As it has been reported that resveratrol prevents liver fibrosis by inhibiting the activity of NF-κB (19), the effects of resveratrol on NF-κB activity were investigated in the mouse model of liver fibrosis as well as in LX-2 cells. As NF-κB is activated through phosphorylation of IκB and the translocation of p65 from the cytoplasm to the nucleus (24), the levels of IκB, pIκB and p65 were assessed. As shown in Fig. 3A and B, the expression of IκB-α was markedly decreased in CCl₄-induced mice; however, resveratrol treatment partially rescued the expression of IκB-α. Furthermore, NF-κB was markedly increased by CCl₄ stimulation, while resveratrol treatment reduced NF-κB to levels below those of the control group. In a further experiment, LX-2 cells were induced with CCl₄. While resveratrol or CCl₄ treatment had no significant effects on the expression of IκB-α, the levels of pIκB-α were markedly increased in CCl₄-induced cells, which was attenuated by resveratrol treatment (Fig. 3C and D). Furthermore, the expression of NF-κB in CCl₄-induced LX-2 cells was assessed (Fig. 3E and F). The levels of the NF-κB p65 sub-unit were markedly increased in the nuclei of CCl₄-induced cells, which was significantly inhibited by resveratrol treatment.
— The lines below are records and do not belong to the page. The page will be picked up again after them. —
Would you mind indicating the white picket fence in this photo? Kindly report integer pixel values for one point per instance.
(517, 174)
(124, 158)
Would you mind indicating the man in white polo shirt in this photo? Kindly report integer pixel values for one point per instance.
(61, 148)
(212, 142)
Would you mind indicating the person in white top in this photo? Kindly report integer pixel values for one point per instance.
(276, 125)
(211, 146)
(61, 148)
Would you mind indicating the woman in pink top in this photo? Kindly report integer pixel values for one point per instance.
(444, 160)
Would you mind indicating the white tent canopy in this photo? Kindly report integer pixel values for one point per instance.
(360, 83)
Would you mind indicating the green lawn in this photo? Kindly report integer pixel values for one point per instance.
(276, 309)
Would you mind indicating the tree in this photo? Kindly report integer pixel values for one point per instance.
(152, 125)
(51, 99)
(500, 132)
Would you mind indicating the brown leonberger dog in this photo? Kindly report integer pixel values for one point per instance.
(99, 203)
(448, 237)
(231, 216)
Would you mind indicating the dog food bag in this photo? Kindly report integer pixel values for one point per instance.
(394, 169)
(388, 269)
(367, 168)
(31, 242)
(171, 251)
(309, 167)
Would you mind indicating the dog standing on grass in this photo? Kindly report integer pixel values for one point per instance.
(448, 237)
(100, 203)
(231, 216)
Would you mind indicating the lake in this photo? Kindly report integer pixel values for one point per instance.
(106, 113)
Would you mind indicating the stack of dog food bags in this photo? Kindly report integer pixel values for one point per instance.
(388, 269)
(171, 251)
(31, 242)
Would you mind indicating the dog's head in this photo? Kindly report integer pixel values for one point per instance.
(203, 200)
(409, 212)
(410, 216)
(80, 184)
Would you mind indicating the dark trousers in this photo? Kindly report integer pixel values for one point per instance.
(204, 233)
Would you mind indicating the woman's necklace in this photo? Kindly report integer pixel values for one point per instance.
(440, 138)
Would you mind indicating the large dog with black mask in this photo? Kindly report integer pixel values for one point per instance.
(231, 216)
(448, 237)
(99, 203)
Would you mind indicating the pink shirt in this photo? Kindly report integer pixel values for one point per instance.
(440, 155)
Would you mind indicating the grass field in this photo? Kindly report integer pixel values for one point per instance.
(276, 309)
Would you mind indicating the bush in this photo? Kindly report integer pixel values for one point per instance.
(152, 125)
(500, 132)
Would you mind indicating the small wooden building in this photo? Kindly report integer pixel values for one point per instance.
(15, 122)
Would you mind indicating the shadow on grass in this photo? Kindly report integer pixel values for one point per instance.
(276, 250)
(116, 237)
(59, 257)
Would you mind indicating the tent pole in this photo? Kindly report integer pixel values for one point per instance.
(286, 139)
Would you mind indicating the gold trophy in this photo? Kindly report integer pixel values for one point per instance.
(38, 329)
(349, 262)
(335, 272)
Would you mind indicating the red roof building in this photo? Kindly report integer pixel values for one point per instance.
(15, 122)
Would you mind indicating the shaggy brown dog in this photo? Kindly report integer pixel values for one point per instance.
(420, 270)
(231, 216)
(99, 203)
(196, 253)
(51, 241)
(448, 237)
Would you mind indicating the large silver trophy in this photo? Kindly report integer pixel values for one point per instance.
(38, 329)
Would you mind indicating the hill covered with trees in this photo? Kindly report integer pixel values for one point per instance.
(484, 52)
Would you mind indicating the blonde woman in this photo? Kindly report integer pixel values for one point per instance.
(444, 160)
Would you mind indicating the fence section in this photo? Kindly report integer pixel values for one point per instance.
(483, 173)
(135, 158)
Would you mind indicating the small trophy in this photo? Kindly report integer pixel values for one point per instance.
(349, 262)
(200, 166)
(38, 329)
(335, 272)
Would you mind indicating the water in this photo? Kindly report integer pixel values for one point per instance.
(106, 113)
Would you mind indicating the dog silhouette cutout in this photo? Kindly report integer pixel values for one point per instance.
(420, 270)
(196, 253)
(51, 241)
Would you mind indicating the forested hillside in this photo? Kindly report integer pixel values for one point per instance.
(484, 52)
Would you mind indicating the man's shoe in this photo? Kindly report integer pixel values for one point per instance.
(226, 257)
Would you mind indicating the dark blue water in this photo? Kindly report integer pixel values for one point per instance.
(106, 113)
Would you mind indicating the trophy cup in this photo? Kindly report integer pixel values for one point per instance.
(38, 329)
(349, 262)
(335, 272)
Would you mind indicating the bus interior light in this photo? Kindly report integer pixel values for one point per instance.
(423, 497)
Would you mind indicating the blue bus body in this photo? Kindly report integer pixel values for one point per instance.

All of these results suggested that resveratrol inhibits the activation of NF-κB during liver fibrosis.

The effects of resveratrol on Akt were also examined in vitro. As shown in Fig. 4A and B, neither CCl₄-induced nor resveratrol-treated cells showed a change in total Akt expression compared with that in the control group. However, Akt phosphorylation was markedly increased in CCl₄-induced cells, which was attenuated by resveratrol treatment. These results indicated that resveratrol inhibited the activation of Akt during liver fibrosis.